Nuestros políticos (¡y políticas!) son a menudo pájaros (¡y pájaras!) Dodó: cuando se instalan en un contexto de poder sin competencia, o en prácticas tramposo-delictivas que se vuelven habituales y ante las que, por ello, se baja la guardia. Pasó con la corrupción de CiU en Cataluña, del PSOE en Andalucía o del PP en Valencia y Madrid; y con las tramas de financiación del PSOE y el PP nacionales. Pasa con los poderes largos y semiabsolutos en democracias defectuosas, con opiniones públicas (o electorados) sectarios o complacientes. El problema está siempre en el ser humano: el ser humano político y el ser humano votante, que se abandonan. Y con el abandono viene la tentación (para el político) o el perdón automático (para el votante afín).

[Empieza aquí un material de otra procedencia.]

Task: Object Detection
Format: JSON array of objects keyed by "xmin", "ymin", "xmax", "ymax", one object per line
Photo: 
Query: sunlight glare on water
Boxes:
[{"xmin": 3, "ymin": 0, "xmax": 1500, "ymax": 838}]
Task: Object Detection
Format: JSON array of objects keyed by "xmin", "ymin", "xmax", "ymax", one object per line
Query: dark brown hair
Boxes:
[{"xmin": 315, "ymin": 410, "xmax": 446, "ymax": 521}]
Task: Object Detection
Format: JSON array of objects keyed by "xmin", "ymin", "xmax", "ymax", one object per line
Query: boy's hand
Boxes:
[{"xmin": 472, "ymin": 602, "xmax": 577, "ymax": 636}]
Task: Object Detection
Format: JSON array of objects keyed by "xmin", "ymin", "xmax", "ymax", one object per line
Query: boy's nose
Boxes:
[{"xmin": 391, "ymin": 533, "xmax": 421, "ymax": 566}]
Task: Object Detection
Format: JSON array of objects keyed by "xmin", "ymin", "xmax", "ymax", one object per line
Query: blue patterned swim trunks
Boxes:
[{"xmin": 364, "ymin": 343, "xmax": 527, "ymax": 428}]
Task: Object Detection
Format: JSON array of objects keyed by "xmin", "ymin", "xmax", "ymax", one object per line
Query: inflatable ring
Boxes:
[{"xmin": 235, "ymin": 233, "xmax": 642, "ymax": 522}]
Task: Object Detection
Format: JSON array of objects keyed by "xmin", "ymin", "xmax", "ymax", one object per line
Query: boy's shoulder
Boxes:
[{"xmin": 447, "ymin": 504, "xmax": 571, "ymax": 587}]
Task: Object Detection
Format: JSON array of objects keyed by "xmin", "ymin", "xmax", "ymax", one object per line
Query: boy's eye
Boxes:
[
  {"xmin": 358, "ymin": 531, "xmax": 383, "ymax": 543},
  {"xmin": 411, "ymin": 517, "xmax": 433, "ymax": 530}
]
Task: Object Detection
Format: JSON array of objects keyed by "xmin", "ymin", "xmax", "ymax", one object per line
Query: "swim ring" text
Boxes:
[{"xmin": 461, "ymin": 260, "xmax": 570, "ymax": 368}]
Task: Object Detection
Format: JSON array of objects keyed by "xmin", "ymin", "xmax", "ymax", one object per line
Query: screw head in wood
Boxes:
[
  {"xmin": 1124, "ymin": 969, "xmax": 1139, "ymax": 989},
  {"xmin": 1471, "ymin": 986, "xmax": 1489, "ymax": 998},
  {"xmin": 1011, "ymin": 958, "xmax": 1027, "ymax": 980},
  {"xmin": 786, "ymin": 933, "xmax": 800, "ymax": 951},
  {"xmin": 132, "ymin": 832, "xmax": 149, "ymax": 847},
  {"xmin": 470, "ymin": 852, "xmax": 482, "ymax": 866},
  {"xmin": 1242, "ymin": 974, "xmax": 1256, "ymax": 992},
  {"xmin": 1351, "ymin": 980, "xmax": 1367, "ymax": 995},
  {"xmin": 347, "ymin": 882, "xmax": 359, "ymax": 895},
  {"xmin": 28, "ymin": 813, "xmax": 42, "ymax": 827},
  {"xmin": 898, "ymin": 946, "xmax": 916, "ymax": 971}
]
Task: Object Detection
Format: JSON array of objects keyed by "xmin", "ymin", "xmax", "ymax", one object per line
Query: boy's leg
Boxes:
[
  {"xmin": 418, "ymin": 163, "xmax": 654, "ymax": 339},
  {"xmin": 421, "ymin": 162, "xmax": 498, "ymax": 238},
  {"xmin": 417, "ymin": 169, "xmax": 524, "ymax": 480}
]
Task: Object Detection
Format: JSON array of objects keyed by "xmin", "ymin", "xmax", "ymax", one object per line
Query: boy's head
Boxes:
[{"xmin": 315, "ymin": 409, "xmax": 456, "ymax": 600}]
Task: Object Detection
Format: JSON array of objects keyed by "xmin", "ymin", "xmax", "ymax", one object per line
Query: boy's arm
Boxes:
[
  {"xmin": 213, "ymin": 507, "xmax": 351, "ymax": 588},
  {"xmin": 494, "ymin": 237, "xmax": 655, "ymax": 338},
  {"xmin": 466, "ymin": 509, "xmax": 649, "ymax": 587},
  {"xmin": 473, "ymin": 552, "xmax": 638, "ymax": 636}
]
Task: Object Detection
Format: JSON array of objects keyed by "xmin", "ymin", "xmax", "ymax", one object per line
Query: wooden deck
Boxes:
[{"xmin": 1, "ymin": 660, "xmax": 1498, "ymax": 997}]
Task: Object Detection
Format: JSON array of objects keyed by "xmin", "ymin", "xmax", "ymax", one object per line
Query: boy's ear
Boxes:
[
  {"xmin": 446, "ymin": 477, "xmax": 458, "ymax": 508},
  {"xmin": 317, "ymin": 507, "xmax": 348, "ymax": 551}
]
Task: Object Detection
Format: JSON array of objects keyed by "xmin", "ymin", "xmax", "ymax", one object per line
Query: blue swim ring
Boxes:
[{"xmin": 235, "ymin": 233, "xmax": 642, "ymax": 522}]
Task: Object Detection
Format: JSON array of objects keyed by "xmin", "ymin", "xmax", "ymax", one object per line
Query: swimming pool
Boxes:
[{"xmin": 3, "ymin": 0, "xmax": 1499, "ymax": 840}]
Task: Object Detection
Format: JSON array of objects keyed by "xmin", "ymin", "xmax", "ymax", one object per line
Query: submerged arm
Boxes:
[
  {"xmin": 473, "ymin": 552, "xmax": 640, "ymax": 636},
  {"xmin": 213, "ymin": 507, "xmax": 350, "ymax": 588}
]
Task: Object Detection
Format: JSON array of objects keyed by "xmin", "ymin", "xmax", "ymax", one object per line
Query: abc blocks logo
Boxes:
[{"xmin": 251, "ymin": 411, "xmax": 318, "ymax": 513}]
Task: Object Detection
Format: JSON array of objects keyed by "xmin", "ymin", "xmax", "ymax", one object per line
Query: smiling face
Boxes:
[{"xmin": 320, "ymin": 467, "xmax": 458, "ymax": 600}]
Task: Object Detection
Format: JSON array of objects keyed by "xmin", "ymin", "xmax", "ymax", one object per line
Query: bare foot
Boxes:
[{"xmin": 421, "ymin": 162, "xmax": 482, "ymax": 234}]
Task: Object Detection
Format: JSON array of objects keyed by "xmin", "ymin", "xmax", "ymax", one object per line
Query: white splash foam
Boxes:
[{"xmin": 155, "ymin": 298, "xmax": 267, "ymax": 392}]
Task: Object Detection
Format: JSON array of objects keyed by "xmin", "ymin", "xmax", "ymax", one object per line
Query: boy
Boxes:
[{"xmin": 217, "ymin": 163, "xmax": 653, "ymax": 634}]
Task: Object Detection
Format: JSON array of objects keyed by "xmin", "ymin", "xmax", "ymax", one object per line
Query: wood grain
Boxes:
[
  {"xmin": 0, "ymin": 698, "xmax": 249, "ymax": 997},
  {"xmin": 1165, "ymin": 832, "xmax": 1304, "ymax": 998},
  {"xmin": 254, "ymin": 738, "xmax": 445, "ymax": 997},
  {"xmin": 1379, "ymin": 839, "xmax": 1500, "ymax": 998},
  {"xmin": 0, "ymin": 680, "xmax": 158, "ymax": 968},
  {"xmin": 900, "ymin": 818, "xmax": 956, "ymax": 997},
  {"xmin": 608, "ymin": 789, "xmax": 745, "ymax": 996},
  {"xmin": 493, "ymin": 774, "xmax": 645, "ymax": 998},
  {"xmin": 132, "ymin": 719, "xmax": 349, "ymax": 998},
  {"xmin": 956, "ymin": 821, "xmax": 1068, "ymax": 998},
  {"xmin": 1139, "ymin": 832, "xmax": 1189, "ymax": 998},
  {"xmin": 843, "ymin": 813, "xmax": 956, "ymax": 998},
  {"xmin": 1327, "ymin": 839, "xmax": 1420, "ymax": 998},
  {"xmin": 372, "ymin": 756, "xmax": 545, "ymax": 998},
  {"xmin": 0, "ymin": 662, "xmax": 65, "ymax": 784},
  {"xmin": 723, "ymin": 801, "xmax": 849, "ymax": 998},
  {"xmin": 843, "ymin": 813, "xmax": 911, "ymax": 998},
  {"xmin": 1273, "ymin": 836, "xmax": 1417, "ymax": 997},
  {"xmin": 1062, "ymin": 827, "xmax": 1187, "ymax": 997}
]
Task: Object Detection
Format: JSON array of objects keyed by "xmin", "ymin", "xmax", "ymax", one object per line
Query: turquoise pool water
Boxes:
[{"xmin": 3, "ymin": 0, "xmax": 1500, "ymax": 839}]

Ahora ha pasado con Cristina Cifuentes, cuyo máster estúpido y holgazán solo se explica por eso: por una inercia de prácticas impunes generalizadas. Hay que ser escrupulosísimos con las acusaciones concretas y, a la hora de afirmar, atenerse a lo resuelto judicialmente, con pruebas y conforme a derecho; tal y como Arcadi Espada y Tsevan Rabtan nos han educado (a palos a veces). Pero alrededor de ese perfil nítido cunde siempre una sombra, una sospecha que nos hace pensar la realidad en términos de novela negra. El periodista y escritor argentino Jorge Fernández Díaz (nada que ver con nuestro exministro homónimo, de triste recordación; aunque con el actual Zoido se ha vuelto a demostrar que no hay nada que no sea empeorable) lo cuenta a propósito de sus novelas: en ellas escribe sobre lo que sabe pero no podría publicar en un periódico por no tenerlo atado.
Esa sombra, esa sospecha, hace que se extienda la desmoralización. A la que contribuyen los partidos políticos y los medios de comunicación cómplices. En estos días son particularmente repulsivos los periodistas de partido; esos columnistas o tertulianos que tratan de salvar a toda costa al PP. “¡No se puede comparar una trampa en un máster con la trama de los ERE o un golpe de Estado!”, vienen a decir. Y en eso tienen razón, claro. Pero con su partidismo abyecto alimentan el caldo podrido en que se cuece todo lo demás. Naturalmente, ocurre igual con los periodistas de enfrente, cuando les toca a los suyos. Estamos siempre en un extenuante ping-pong.
Los peores son, con todo, aquellos –periodistias o políticos– para quienes la corrupción no tiene que ver con la naturaleza humana, sino con la ideología. Situado en la ideología correcta, el político será virtuoso por definición. Esta es la idea que late en los populismos, que cuando llegan al poder resultan los más corruptos de todos. Simplemente porque no priorizaron lo único que cabe, dada la naturaleza humana: el control, el control democrático (incluida la fiscalización del electorado). Lo único que podría hacer que nuestros políticos (¡y políticas!) espabilaran y no cayesen en la tristísima condición de pájaros (¡y pájaras!) Dodó.